Reste à savoir ce que tout ceci va signifier. A priori, cette vision conforte l'attitude algérienne traditionnelle en période de crise, la plus facile à mettre en œuvre: se recroqueviller sur soi-même, verrouiller ses frontières, développer cette culture de citadelle assiégée, et rejeter tout ce qui vient de l'extérieur. C'est dans la droite ligne du discours qui veut que l'Algérie s'est défendue seule contre le terrorisme, que tout le monde s'est ligué contre elle, et qu'elle ne doit compter que sur elle-même. C'est ce que développent les visites répétées du chef d'état-major de l'armée, le général Gaïd Salah, le long des frontières, et ses appels à la vigilance.

Ce discours a le mérite de susciter le nationalisme et d'exacerber la fierté nationale. Mais c'est surtout un discours inadapté au monde moderne. Il ne peut pas tenir face à un Sahara devenu un immense lieu de circulation, et une Méditerranée qui constitue une gigantesque autoroute.

Une première explication de texte du propos de M. Ouyahia est venue d'un site électronique qui attribue au chef du RND une volonté de se positionner comme un partenaire crédible face aux grands décideurs externes. Difficile à admettre toutefois que M. Ouyahia exprime ainsi, seul, ses prétentions, avec les risques que cela comporte.

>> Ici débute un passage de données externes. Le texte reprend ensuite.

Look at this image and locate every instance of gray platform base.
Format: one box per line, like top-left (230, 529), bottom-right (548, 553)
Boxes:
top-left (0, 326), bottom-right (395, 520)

Ce qui donne une autre signification aux propos de M. Ouyahia et à la nouvelle politique qu'il annonce. Il s'agira très probablement d'accompagner, au niveau local, une vision plus globale qui se développe ailleurs, sur l'Afrique et sur la question des migrations. Elle s'est déjà traduite en Libye par un hommage appuyé au maréchal Haftar.

Quelle vision? Celle d'Emmanuel Macron ? C'est la seule qui a émergé récemment dans la région. Il n'est toutefois pas inintéressant de noter que le chef de l'Etat français a commis sa première bévue lorsqu'il a imputé le retard de l'Afrique au nombre élevé d'enfants par femme. Un discours proche de celui de M. Ouyahia. Suffisant pour parler d'un attelage Macron-Ouyahia ? Avec Sissi, Haftar et Ouyahia, le nord de l'Afrique aura une autre saveur que les migrants risquent de ne guère apprécier.